Sukses

Suplai Mulai Lancar, Gubernur Khofifa: Harga Minyak Goreng Curah Dekati HET

Liputan6.com, Surabaya Harga minyak goreng curah di sebagian wilayah Jawa Timur mulai mendekat Harga Eceran Tertinggi (HET) yaitu Rp 15.500 per kilogram. Hal ini diungkapkan Gubernur Jawa Timur Khofifah Indar Parawansa. 

"Saya tadi meninjau Pasar Soponyono-Rungkut Surabaya dan sudah ada yang sesuai HET," ujarnya kepada wartawan, seperti dilansir Antara Kamis (26/5)

Turut dalam peninjauan tersebut,  Kapolda Jatim Irjen Pol Nico Afinta serta Pangdam V/Brawijaya Mayjen TNI Nurchahyanto, Gubernur Khofifah menegaskan bahwa harga minyak goreng curah mengalami penurunan.

Dari yang semula harganya Rp20 ribu per kilogramnya, kata dia, dalam temuan di Pasar Rungkut ada yang sesuai HET, namun ada juga harganya Rp16.000-Rp16.500 per kilogram.

"Secara umum sampai 25 Mei 2022, telah terjadi penurunan harga rata-rata minyak goreng curah sebesar Rp2.879 atau 14,66 persen," ucap Khofifah.

Menurutnya, salah satu penyebab turunnya harga minyak goreng curah sampai mendekati HET, tidak lepas dari suplai yang relatif mengalir

"Dengan kata lain, ada yang harus order untuk pengiriman tiga hari sekali sehingga bisa mendapat suplai minyak goreng curah.

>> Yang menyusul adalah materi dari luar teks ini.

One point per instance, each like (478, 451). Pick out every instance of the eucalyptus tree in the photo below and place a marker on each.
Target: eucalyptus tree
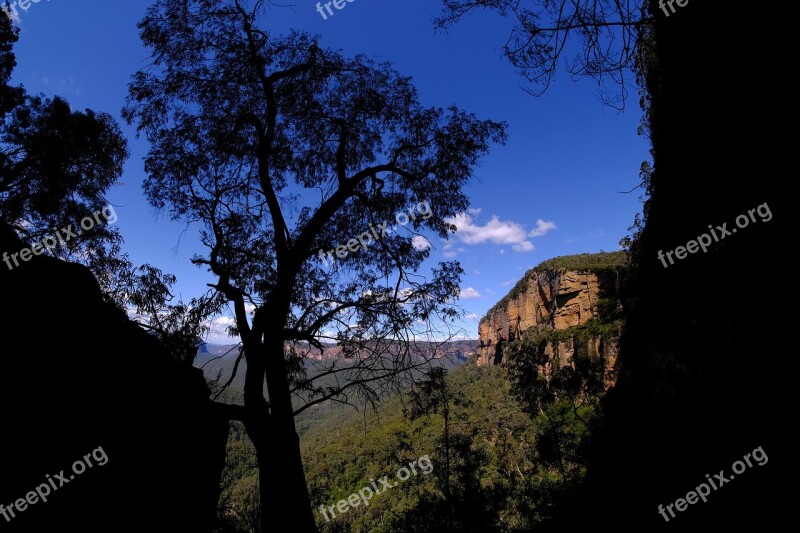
(279, 151)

Semoga semakin hari semakin lancar," katanya.

Ia menjelaskan, saat ini total kebutuhan minyak goreng curah di Jatim sebanyak 34,5 ribu ton, lalu suplainya 19,2 ribu ton per bulan. Artinya, kapasitas suplai mencapai 55,7 persen dari kebutuhan minyak goreng curah di provinsi tersebut.

Sementara itu, produksi minyak goreng curah sudah dilakukan oleh 10 industri minyak goreng dengan total 19,2 ribu ton.

"Jadi, masih ada kekurangan suplai sehingga butuh peningkatan kapasitas produksi untuk memenuhinya," tutur Khofifah.

Secara keseluruhan dari monitoring Sistem Informasi Minyak Goreng murah (Simirah) yang terkonfirmasi di 116 pasar tradisional di Jatim, kisaran harganya masih di antara Rp16.000-Rp16.700 per kilogram.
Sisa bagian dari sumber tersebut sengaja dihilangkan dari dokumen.